Ich möchte so sagen:
Ich bin eigentlich katholisch aufgewachsen. Taufe, Kommunion, Firmung. Ich war auch Messdiener und wir sind Sonntags in die Kirche. Meine Oma ist auch regelmäßig nach Vierzehnheiligen gewallt. Aber das war immer eine fröhliche katholische Seite: wir haben als Messdiener viel gemacht, es gab Pfarrfeste, usw. Es war immer schön und fröhlich.
Und: Kirche war Kirche und daheim war daheim. Und daheim wurde nicht über die Kirche geredet und uns wurde daheim auch nie irgendwas aufgrund irgendeiner kirchlichen Lehre verboten. Wir konnten uns ganz frei entfalten. Der Glaube war da, aber er war nicht allgegenwärtig.
Jetzt im Theologie-Studium erlebe ich manchmal einen regelrechten Kulturschock. Wenn es etwa um Bibel-Meditationen oder Exerzitien geht, um Stundengebete oder andere Impulse. Sowas ist mir einfach fremd. Wir haben daheim nie Bibeltexte vorgelesen oder die ganzen Texte wörtlich genommen. Jetzt bin ich manchmal richtig erschrocken, was Kommilitonen in ihrem Alltag für ein religiöses Leben haben.

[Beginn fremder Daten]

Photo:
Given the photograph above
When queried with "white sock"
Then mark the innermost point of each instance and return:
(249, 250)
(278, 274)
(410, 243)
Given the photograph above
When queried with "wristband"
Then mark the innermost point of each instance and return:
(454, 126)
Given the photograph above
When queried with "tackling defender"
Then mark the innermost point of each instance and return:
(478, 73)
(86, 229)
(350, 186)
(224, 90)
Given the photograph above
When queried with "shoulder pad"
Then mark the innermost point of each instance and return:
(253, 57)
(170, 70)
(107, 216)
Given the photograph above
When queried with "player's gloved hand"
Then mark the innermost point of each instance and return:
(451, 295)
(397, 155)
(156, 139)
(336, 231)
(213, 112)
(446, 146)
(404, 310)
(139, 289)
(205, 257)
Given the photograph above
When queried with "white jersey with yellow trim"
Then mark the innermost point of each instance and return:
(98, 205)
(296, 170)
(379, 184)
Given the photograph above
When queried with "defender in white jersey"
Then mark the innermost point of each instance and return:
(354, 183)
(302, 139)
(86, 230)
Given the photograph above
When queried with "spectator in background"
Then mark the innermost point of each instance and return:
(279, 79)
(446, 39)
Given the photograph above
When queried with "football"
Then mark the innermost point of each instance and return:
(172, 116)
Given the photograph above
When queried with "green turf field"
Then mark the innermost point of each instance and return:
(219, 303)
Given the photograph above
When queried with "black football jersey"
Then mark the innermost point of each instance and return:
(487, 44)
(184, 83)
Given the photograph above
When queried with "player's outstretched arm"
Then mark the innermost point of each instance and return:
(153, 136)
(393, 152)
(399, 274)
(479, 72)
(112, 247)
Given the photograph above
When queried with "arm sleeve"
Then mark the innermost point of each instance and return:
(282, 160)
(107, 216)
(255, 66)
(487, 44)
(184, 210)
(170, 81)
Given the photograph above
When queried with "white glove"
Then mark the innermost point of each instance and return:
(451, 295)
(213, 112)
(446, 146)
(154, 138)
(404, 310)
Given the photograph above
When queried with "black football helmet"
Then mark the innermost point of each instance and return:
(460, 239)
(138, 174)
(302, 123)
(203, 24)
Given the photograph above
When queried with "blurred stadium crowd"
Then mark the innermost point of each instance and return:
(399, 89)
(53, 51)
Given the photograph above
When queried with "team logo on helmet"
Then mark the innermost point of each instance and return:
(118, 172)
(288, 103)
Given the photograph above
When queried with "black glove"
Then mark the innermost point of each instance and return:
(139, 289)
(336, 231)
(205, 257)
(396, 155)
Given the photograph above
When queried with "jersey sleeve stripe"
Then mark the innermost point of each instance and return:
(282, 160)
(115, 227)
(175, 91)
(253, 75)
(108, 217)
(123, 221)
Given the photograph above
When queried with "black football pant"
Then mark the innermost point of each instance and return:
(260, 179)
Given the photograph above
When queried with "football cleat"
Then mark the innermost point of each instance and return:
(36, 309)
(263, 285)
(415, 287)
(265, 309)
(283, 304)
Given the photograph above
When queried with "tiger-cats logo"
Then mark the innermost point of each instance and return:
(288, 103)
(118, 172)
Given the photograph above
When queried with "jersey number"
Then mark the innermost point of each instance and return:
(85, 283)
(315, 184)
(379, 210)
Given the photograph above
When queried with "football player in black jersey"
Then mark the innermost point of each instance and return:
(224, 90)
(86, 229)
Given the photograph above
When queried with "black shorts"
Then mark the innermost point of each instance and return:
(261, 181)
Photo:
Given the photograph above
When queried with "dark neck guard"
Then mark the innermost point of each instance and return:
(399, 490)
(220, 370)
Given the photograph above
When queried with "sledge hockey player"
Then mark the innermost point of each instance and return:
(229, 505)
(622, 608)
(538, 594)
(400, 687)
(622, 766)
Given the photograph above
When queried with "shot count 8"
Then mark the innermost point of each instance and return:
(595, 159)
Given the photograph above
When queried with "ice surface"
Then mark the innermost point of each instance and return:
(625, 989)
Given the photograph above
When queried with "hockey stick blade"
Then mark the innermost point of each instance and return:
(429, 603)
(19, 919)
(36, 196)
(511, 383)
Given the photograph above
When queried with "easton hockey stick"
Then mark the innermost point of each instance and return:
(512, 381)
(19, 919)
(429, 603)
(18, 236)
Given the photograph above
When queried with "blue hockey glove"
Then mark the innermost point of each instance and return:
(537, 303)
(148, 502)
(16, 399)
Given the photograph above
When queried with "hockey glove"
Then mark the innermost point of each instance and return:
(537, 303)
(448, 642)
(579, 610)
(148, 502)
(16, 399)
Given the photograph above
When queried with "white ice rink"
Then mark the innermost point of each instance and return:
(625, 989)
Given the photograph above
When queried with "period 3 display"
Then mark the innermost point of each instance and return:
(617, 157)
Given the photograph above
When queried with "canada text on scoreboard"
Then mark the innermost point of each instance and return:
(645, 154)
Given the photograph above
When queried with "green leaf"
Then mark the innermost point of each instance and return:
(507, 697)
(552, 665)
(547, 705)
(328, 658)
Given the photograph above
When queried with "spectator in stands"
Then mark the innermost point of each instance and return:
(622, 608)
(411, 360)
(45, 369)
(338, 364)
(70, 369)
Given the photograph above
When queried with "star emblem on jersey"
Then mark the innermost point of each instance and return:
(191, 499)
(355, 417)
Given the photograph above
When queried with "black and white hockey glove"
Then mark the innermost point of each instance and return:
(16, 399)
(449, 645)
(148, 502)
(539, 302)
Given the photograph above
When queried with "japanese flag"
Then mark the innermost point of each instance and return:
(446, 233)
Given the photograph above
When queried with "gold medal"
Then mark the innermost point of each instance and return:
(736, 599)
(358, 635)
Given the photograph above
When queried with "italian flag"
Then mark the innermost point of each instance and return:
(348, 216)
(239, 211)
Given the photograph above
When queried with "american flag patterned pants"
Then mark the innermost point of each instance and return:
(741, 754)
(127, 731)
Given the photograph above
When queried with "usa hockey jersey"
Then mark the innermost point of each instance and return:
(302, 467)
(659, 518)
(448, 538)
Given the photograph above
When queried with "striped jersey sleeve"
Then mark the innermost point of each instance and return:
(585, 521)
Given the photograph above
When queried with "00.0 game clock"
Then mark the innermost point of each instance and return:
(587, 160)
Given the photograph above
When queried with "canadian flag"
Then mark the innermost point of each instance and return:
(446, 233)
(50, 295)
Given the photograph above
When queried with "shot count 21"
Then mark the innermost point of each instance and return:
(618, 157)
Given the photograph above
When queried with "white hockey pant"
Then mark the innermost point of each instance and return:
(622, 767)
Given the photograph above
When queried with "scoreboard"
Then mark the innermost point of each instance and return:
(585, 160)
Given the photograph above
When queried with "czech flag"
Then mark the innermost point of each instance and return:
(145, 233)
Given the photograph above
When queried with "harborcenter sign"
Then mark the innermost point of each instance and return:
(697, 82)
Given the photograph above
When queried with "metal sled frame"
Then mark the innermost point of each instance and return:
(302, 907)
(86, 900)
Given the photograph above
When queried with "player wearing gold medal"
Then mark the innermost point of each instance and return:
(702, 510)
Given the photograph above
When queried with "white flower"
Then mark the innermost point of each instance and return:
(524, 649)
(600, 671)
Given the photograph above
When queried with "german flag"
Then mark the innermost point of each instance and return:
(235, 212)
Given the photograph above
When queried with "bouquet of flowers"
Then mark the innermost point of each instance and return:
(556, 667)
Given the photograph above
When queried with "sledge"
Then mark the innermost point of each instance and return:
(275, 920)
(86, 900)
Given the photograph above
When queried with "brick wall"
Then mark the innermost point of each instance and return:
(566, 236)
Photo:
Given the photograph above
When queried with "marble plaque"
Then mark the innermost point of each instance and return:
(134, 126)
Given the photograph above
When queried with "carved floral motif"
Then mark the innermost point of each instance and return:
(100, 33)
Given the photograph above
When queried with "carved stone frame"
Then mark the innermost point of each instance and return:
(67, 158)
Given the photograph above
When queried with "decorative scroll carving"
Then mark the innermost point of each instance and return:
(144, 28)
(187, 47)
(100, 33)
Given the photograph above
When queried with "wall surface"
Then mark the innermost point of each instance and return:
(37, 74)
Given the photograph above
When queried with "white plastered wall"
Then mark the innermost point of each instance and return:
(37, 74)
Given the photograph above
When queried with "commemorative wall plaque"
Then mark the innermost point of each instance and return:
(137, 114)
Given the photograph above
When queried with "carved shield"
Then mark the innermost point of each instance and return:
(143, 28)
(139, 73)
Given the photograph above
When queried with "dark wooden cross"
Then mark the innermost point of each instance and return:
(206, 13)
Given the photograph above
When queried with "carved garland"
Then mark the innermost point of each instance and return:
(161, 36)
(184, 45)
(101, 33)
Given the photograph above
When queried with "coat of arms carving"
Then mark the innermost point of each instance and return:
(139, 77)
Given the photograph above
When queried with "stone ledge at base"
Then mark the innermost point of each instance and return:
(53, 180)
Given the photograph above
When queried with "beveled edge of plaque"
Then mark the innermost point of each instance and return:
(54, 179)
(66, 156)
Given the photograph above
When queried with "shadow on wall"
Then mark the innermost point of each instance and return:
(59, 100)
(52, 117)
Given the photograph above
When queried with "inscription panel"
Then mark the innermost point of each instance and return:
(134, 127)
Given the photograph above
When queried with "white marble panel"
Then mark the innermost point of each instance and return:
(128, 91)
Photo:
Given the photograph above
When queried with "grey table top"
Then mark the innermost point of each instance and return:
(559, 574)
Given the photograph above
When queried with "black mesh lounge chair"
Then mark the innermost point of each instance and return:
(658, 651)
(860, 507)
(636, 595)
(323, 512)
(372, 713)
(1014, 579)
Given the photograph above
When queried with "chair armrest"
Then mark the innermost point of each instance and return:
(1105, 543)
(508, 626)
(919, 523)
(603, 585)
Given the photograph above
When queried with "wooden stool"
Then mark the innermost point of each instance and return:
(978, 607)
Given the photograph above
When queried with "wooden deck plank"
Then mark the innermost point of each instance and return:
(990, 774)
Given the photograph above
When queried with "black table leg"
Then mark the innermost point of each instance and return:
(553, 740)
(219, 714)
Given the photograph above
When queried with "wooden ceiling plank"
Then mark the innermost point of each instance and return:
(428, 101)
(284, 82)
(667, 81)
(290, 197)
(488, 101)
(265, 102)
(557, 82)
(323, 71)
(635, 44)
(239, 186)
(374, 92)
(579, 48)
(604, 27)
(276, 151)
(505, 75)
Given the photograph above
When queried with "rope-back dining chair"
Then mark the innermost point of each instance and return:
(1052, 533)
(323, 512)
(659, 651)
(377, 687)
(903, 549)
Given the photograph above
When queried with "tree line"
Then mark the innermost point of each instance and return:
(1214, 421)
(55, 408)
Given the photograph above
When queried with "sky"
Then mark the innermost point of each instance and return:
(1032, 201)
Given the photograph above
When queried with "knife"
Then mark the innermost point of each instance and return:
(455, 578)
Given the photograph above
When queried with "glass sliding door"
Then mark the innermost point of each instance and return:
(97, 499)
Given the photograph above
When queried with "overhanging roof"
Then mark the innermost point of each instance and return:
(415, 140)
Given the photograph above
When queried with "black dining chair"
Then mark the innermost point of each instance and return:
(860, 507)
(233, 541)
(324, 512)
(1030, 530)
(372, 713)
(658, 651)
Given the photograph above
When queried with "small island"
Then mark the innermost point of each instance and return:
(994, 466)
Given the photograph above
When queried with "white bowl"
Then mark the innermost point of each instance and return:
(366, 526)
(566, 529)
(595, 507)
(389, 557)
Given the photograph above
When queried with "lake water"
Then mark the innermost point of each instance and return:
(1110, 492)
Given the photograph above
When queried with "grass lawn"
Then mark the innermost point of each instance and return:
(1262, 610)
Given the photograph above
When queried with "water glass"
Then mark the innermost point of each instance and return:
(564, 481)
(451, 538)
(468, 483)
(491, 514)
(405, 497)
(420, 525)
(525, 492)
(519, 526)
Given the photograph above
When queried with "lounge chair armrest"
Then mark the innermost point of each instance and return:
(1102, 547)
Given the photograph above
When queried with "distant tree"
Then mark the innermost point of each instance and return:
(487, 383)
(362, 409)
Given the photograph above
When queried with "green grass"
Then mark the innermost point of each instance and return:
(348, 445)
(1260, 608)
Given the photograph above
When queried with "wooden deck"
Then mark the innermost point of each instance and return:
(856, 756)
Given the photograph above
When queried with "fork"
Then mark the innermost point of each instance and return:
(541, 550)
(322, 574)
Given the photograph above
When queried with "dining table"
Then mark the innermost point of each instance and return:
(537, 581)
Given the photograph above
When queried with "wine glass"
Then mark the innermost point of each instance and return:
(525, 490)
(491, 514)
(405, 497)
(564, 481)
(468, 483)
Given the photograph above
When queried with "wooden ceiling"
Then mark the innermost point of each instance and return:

Und jetzt lerne ich auch den "dunklen Katholizismus" kennen, wie ich es nenne: Reliquien, Unverwestheit, blutende Hostien, Blutwunder, Herzbestattung, Transi, geschmückte Skelette, Stigmata, Marienerscheinungen, Hölle, Teufel, Fegefeuer.
Das alles hat in meiner Kindheit absolut keine Rolle gespielt. Wir haben vom lieben Gott und vom auferstandenen Jesus gelernt, der die Menschen lieb hatte. Wir haben mit christlichen Vereinen Wanderungen gemacht oder sind durch Wälder gelaufen. Und immer wurde da zum lieben Gott gebetet. Nie wurde da etwas von Hölle, Teufel, Fegefeuer erzählt.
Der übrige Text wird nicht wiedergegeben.